Console writer is an interesting feature to debug / validate what have been done on lakehouse engine. Before moving forward and store data somewhere, it is possible to show / print the final dataframe to the console, which means it is possible to transform the data as many times as you want and display the final result to validate if it is as expected.

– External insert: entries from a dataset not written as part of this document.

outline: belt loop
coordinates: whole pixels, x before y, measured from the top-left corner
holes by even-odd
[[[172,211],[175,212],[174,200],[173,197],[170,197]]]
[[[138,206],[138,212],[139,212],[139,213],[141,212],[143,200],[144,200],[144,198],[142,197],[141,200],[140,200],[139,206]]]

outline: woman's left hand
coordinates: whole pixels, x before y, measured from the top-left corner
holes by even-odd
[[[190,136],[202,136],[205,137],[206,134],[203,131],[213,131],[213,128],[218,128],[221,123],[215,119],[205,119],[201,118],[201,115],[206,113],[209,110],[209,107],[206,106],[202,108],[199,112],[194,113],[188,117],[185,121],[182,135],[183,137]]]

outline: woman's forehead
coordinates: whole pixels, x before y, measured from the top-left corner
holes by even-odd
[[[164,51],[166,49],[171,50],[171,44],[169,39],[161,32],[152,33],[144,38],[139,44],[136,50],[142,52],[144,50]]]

Silver Dummy Sales Write to Console Example

In this template we will cover the Dummy Sales write to console. An ACON is used to read from bronze, apply silver transformations and write on console through the following steps:

  1. Definition of how to read data (input data location, read type and data format);
  2. Transformation of data (rename relevant columns);
  3. Definition of how to print to console (limit, truncate, vertical options);

For this, the ACON specs are :

  • input_specs (MANDATORY): specify how to read data;
  • transform specs (OPTIONAL): specify how to transform data;
  • output_specs (MANDATORY): specify how to write data to the target.
Writer to console is a wrapper for spark.show() function, if you want to know more about the function itself or the available options, please check the spark documentation here.
from lakehouse_engine.engine import load_data

cols_to_rename = {"item": "ordered_item", "date": "order_date", "article": "article_id"}

acon = {
    "input_specs": [
        {
            "spec_id": "dummy_sales_bronze",
            "read_type": "streaming",
            "data_format": "delta",
            "location": "s3://my_data_product_bucket/bronze/dummy_sales",
        }
    ],
    "transform_specs": [
        {
            "spec_id": "dummy_sales_transform",
            "input_id": "dummy_sales_bronze",
            "transformers": [
                {
                    "function": "rename",
                    "args": {
                        "cols": cols_to_rename,
                    },
                },
            ],
        }
    ],
    "output_specs": [
        {
            "spec_id": "dummy_sales_silver",
            "input_id": "dummy_sales_transform",
            "data_format": "console",
            "options": {"limit": 8, "truncate": False, "vertical": False},
        }
    ],
}

And then, Run the Load and Exit the Notebook: This exploratory test will write to the console, which means the final dataframe will be displayed.

load_data(acon=acon)